Healthcare voice agents have a CPU problem, not an LLM problem
Every 'reduce TTFT' thread on Twitter is solving the wrong bottleneck. Where the latency actually lives in a real clinical voice agent — and why optimizing the model first is almost always a waste of effort.
The default conversation about voice-agent latency goes like this:
“We need to get TTFT under 400ms.” “Have you tried streaming?” “Have you tried a smaller model?” “Have you tried Groq?”
This is fine for a generic voice toy. It is almost completely beside the point for a healthcare voice agent.
In the systems I’ve shipped, the model is rarely the slowest part of the path. The slowest part is the side-quests the agent has to run before it can answer. Cutting those side-quests, or running them in parallel, or accepting that some of them will block — that is where the real latency budget lives.
A real call, in real units
Pick a single, representative interaction. Patient calls in. Agent answers. The patient says: “Hi, can I get the result of the test I gave on Monday?”
Here is roughly what has to happen before the agent can say anything useful:
- STT finalization on the user’s turn — 100–300ms after the patient stops speaking, depending on endpointing settings
- Intent + slot extraction — 80–200ms if streamed
- Patient identity resolution — phone-number lookup against the patient DB, anywhere from 40ms (warm cache) to 600ms (cold, with PII redaction in the path)
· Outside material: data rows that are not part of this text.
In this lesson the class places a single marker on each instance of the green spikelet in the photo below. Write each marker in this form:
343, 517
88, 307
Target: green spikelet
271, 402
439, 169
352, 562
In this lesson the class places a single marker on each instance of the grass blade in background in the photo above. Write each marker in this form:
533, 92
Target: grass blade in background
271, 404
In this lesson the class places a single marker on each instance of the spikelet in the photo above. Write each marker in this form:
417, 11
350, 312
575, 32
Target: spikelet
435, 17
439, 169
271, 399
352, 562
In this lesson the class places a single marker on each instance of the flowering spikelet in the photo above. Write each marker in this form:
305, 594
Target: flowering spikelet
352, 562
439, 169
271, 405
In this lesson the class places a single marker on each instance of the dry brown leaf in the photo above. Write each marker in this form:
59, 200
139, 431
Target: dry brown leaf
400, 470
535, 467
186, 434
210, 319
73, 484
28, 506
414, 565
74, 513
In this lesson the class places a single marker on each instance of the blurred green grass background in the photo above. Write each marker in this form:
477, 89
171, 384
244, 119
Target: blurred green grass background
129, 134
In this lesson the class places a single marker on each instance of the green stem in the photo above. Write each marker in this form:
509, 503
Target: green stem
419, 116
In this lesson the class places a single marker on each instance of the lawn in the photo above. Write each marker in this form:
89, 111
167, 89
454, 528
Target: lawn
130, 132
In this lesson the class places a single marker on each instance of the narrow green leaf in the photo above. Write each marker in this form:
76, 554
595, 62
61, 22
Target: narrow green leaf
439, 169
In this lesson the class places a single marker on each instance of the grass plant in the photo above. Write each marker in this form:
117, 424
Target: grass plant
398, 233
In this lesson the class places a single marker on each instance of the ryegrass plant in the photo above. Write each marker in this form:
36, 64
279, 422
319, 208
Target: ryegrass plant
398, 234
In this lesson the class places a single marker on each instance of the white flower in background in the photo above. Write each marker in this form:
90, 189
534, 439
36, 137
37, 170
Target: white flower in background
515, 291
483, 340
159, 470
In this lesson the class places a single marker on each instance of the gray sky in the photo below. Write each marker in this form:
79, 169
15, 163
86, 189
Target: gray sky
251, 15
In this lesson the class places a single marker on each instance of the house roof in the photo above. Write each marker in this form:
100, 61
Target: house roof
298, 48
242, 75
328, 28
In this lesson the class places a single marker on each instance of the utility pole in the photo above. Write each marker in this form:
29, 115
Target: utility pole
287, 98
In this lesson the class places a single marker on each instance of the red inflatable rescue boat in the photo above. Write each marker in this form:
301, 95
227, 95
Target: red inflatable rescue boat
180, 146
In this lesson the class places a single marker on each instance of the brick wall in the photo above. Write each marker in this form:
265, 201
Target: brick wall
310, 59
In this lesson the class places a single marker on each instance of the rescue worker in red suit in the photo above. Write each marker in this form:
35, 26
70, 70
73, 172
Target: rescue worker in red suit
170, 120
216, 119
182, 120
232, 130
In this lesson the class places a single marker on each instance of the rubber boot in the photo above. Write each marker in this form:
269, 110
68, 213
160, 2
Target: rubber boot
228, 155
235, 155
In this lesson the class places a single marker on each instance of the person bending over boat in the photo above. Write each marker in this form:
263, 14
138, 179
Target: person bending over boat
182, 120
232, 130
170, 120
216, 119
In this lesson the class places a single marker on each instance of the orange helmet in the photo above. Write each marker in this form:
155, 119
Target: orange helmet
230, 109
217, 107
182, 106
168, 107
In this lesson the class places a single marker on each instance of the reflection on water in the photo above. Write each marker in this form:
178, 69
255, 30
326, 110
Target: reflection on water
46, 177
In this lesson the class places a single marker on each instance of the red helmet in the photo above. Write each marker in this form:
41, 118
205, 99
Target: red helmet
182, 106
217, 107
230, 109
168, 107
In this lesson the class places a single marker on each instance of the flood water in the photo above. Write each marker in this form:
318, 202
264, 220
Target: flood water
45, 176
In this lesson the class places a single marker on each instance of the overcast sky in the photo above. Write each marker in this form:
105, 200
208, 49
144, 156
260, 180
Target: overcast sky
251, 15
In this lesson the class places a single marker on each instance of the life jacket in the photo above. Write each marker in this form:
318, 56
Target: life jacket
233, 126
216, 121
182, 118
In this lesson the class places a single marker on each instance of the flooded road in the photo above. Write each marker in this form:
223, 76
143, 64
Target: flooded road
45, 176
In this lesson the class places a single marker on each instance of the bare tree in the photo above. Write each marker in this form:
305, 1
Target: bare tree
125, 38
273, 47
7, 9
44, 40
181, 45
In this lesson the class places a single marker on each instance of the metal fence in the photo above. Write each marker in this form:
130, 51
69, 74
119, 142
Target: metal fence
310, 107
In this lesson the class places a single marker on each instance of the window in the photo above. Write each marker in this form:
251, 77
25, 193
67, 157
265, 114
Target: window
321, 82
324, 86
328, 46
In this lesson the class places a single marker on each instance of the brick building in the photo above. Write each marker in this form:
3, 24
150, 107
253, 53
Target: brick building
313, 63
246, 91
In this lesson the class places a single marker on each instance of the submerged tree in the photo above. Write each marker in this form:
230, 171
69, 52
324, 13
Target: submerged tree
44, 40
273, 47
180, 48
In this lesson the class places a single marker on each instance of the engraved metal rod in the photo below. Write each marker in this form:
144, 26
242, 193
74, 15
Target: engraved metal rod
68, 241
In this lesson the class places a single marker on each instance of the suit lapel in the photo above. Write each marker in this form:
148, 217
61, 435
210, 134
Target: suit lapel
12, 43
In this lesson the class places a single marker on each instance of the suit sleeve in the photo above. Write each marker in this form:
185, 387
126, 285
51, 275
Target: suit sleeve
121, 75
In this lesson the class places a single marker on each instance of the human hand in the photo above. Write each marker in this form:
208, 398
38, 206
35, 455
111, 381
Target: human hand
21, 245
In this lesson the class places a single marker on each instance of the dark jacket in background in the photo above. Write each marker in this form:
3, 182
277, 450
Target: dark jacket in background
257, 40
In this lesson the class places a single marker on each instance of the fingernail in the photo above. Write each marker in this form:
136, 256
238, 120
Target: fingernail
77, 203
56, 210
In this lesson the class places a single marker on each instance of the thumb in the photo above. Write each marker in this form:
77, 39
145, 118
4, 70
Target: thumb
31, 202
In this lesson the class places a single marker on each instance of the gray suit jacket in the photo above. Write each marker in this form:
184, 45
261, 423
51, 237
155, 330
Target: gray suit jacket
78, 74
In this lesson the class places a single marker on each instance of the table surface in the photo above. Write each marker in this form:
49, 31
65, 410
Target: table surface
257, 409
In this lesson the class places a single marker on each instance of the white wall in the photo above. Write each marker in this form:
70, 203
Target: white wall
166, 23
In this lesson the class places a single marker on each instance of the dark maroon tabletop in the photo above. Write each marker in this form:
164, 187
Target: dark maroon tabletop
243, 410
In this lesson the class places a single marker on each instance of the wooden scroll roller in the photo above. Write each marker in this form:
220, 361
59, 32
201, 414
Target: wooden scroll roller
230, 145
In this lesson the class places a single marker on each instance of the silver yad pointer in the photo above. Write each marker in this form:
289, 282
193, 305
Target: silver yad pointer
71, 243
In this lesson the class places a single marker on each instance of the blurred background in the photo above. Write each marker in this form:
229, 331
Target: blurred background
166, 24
- Consent + identity verification check — at minimum a date-of-birth challenge, which is a full additional conversational turn — adds 3–6 seconds of human latency
- LIS lookup for the actual result — 200–1200ms depending on whether the LIS is on the same VPC, plus whatever the LIS itself feels like doing today
- PHI redaction / safety pass on the response — 50–150ms
- TTS generation, first audio chunk — 200–400ms
Add the human turns (the patient saying their DOB, then their name) and you are looking at a 5–10 second wall-clock interaction. The LLM’s TTFT is somewhere between 5% and 15% of that total.
If you save 200ms on TTFT and your LIS call is 900ms, you’ve optimized the wrong thing.
Where the latency actually lives
In my experience, in roughly this order:
1. Identity verification. It is human-bound. There is no way to “speed up” a patient saying their date of birth. The only real optimization here is to avoid asking for it when you can — by trusting the caller-ID for low-risk intents, and only escalating to verification when the request touches PHI.
2. LIS reads. Most hospital LISs were not designed for sub-second random reads. The fix is rarely “make the LIS faster” (you can’t); it is “cache the read tier you’re allowed to cache, and make the cache invalidation explicit.” This is a clinical decision, not an engineering one — you cannot cache an arterial blood gas, but you can cache the patient’s name.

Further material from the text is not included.